Une pluie, qui tombe près de trois jours, les oblige à patauger dans des mares continuelles. Sur les rivières étroites, le Père Husson jette, en guise de passerelles, des arbres qu’il abat. A une large rivière qu’ils rencontrent, ils avisent une chaussée de castors: elle s’est brisée. Il faut d’abord établir un pont, du rivage à cette chaussée, qui est, elle-même, à deux pieds sous l’eau. Aidés d’un bâton, les voilà passant, l’un après l’autre, sur cette arête étroite, entre deux précipices où les vagues s’entrechoquent sourdement. Un soir, ils découvrent des pistes de chasseurs. Ils les suivent. Déception! Ces Indiens sont eux-mêmes réduits à la disette. Plusieurs n’ont rien mangé depuis une semaine.

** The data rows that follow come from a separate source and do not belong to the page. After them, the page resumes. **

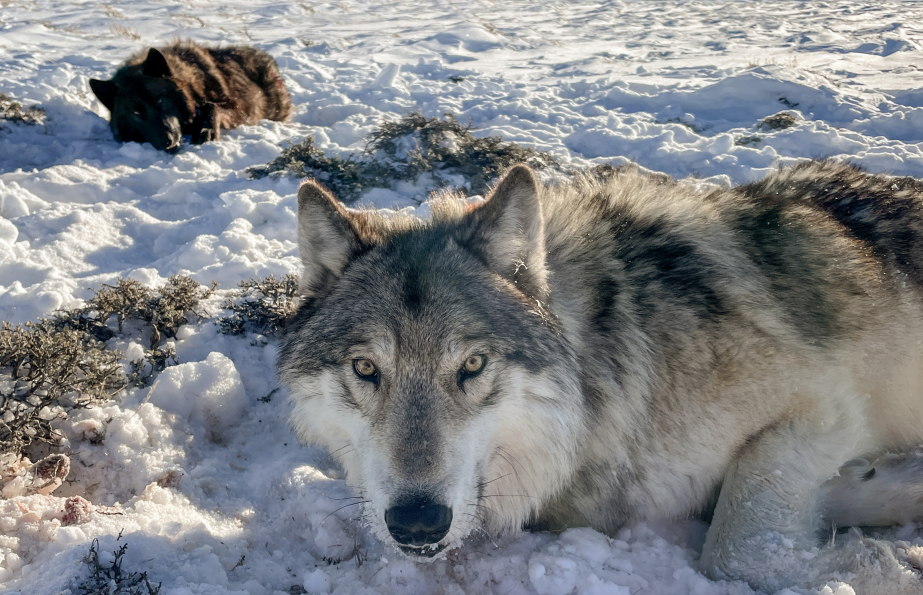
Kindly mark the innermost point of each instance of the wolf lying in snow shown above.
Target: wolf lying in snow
(161, 94)
(605, 352)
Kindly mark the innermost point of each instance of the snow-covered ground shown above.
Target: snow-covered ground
(675, 86)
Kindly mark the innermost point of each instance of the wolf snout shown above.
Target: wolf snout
(419, 522)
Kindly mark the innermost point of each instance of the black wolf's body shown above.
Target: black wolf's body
(605, 352)
(161, 94)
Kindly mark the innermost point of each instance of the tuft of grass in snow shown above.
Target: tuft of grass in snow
(13, 111)
(47, 368)
(261, 305)
(164, 309)
(124, 31)
(155, 361)
(405, 151)
(779, 121)
(57, 364)
(111, 579)
(346, 178)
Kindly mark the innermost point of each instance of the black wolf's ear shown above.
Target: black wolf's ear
(327, 238)
(104, 91)
(509, 231)
(156, 64)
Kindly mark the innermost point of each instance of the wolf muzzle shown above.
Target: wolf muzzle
(418, 523)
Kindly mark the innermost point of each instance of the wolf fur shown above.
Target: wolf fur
(652, 351)
(161, 94)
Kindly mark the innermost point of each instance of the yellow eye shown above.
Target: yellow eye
(365, 368)
(475, 364)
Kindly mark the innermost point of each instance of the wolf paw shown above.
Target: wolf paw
(874, 566)
(205, 126)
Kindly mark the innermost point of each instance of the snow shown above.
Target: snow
(200, 474)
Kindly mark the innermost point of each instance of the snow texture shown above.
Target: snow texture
(199, 474)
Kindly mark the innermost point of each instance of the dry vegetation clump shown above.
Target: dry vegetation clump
(111, 579)
(164, 309)
(58, 364)
(13, 111)
(347, 178)
(261, 305)
(46, 369)
(406, 150)
(155, 360)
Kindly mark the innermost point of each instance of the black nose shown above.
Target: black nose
(419, 522)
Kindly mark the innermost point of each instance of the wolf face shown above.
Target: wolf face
(422, 355)
(146, 104)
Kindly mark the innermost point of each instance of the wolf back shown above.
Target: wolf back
(161, 94)
(604, 352)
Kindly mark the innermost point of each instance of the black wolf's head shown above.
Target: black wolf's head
(425, 358)
(146, 104)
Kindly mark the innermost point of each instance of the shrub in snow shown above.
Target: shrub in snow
(409, 150)
(779, 121)
(111, 579)
(13, 111)
(47, 368)
(260, 305)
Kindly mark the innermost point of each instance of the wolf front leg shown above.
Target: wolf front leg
(768, 522)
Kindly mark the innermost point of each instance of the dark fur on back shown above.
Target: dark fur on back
(161, 94)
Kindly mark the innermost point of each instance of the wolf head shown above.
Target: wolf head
(146, 104)
(425, 358)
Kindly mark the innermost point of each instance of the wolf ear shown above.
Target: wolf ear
(156, 64)
(327, 239)
(104, 91)
(509, 231)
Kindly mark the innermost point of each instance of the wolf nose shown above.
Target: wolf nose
(420, 522)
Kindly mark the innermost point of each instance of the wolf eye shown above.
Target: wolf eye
(475, 364)
(365, 369)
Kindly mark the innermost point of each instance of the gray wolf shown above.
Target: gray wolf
(604, 352)
(161, 94)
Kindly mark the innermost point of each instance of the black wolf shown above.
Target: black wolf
(161, 94)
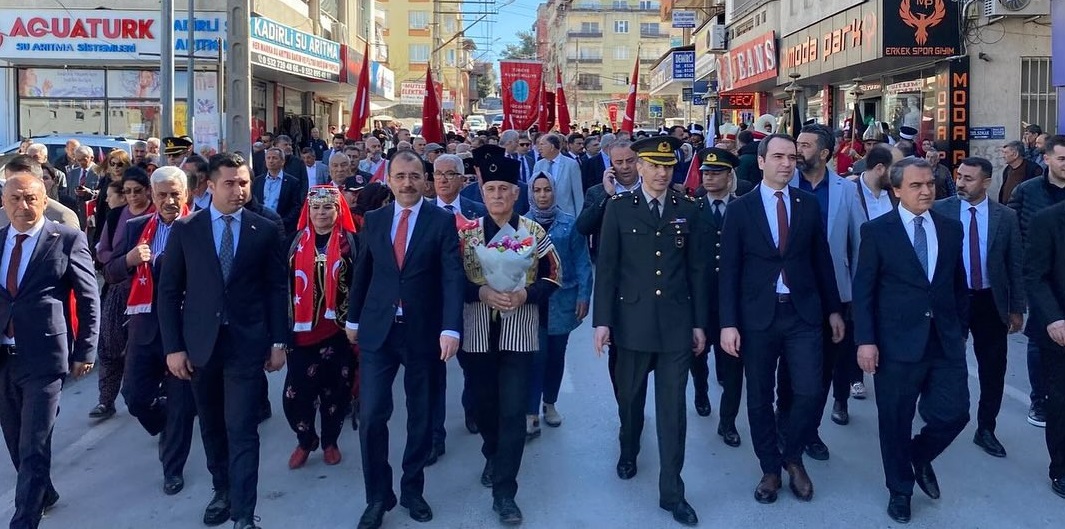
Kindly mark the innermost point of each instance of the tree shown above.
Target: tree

Cependant ils en tirent un grand secours: se faire traverser sur la rive droite le la rivière la Paix, et s’abréger ainsi la marche d’une journée.

Enfin, le septième jour, en loques, massacrés des moustiques, «si amaigris qu’ils se font peur l’un à l’autre», ils tombent au milieu des bons Indiens du fort Vermillon.

Mon Dieu, combien coûtent les âmes!

De toute l’histoire de la tribu des Castors, la seule relation entièrement consolante que nous ayons découverte est celle-ci, du Père Le Treste, qui fut 18 ans missionnaire au fort Dunvégan, d’où il rayonnait, par monts et par flots, sur tout le bassin de la haute rivière la Paix:

26 octobre 1894.—J’arrive d’un voyage au fort Saint-Jean. C’est la première fois que j’ai trouvé une population castor si accueillante et dans de si bonnes dispositions, et qu’ils m’ont montré qu’ils savaient qu’ils ne sont pas uniquement sur la terre pour manger de la viande d’orignal. Tout différemment des autres fois, ils n’ont fait aucune difficulté pour laisser baptiser leurs enfants. J’ai baptisé aussi cinq adultes et un vieillard. A peu près tous sont venus me voir pour me dire qu’ils priaient le grand-prêtre (l’évêque) de m’envoyer chez eux, non plus pour quelques jours, mais pour y demeurer. J’ai eu la chance également de trouver à Saint-Jean la plupart des Castors de Hudson’s Hope, dont les bonnes dispositions ne le cédaient pas à celles de leurs frères de Saint-Jean.

En 1866, Mgr Faraud avait aussi trouvé, au même fort, une consolation apostolique; mais c’était dans le champ de la mort.

Des 1800 Castors de ce poste, écrivait-il, il ne reste pas 800; et tous sont malades. On m’a assuré qu’il n’y avait pas plus de six ou sept chasseurs valides. Comme on leur avait mal indiqué l’époque de ma visite, je n’ai pas eu le chagrin de voir toutes leurs misères. Ayant appris, cependant, qu’il y en avait une quarantaine qui avaient passé l’été sur une plate-forme, au flanc des montagnes, j’escaladai la montée et, après avoir marché fort longtemps, j’en trouvai trente, couchés à l’ombre d’un saule. Ils n’avaient que la peau et les os, contraints qu’ils avaient été de disputer aux ours quelques fruits sauvages. Leurs corps étaient couverts d’ulcères creux, qui répandaient au loin une infection cadavérique. Je leur demandai s’ils désiraient le baptême:

«Nous ne vivons, me dirent-ils, que pour cela. Déjà nous serions morts depuis longtemps; mais nous avons demandé à Dieu de vivre assez pour te voir et être baptisés.»